В кинематографе настроение было гораздо менее тревожное, чем
на улице, – это вошедшие тотчас почувствовали. Зал был почти полон, стоял
веселый гул. Преобладала рабочая молодежь, очевидно пришедшая по даровым
билетам.
Муся остановилась в проходе, отыскивая взглядом свободные
места. Четырех мест рядом не было нигде.
– Ну, так вы здесь сядьте, а я пройду вон туда. Я даже
предпочитаю поближе к сцене, – сказала Глаша. Муся подтолкнула Сонечку в
бок. Глафира Генриховна облюбовала два места рядом, довольно далеко от них, и,
усевшись, тотчас положила сумочку на стул около себя. Места Муси, Сонечки и
Вити были в одном ряду, но отделенные одно от другого; между ними устроилась
компания молодых рабочих. Увидев Мусю и Сонечку, один из них, белокурый, с
веселой улыбкой на благодушном лице, что‑то шепнул соседу. Оба засмеялись. Витя
нахмурился. Сонечка рассталась с Мусей, очень огорченная: так все удовольствие
пропадало, если сидеть не рядом и не обмениваться непосредственными
впечатлениями. Белокурый рабочий посмотрел на Сонечку, встал и, бросив
докуренную папироску, галантно предложил барышням сесть рядом.
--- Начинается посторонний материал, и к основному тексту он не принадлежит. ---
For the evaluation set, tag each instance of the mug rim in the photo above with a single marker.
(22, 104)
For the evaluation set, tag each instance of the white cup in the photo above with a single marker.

Компания,
фыркая, пересела, освободив место для Сонечки, которая рассыпалась в выражениях
благодарности. Вите пришлось сесть отдельно, по другую сторону компании.
– Не стоит благодарить, барышня, – сказал
рабочий, – вам друг с дружкой веселее, мы тоже понимаем.
– Какой любезный пролетарий! Это ты имеешь такой
успех, – шепнула на ухо Сонечке Муся, тревога которой тотчас совершенно
рассеялась.
– Почему я? Ты, конечно… Я тебе говорила, что здесь все
будет совершенно спокойно.
– Может, они еще не знают об убийстве Ленина… Князя,
конечно, еще нет. Он, как всегда, последний.
– Разумеется! Вот и останется без места, –
огорченно сказала Сонечка, – ведь я говорила, что нужно прийти возможно
раньше.
– Нет, без места он не останется. Разве ты не видишь,
что Глаша обо всем подумала?
– Ах, да! – Сонечка весело засмеялась. – Я
уверена, что Глаша скоро будет княгиней! Как ты к этому относишься?
– «Пусть называется», – сказала Муся с почти искренним
равнодушием. – Слава Богу, наконец, явился и он.
В дверях показалась высокая фигура князя. Он окинул зал
взглядом и, разыскав друзей, приветливо помахал рукой Мусе и Сонечке, затем
направился к Глафире Генриховне, которая, привстав, ожесточенно показывала ему
рукой на стул с сумочкой.
– Нет, и он не последний, вот еще какой‑то тип, –
сказала Сонечка. Действительно, вслед за Горенским, в дверях зала появился
худой, плохо одетый человек с лицом лимонного цвета. Он быстро огляделся в
зале. В ту же секунду свет погас, пронесся радостный гул, и тощая пианистка
заиграла «На сопках Маньчжурии».
– Теперь держись, мы тебя раскритикуем, – сказала
шепотом Муся.
– Я еще не скоро, – прошептала с волнением
Сонечка.
– Ты понимаешь, пролетарии сейчас тебя узнают на экране.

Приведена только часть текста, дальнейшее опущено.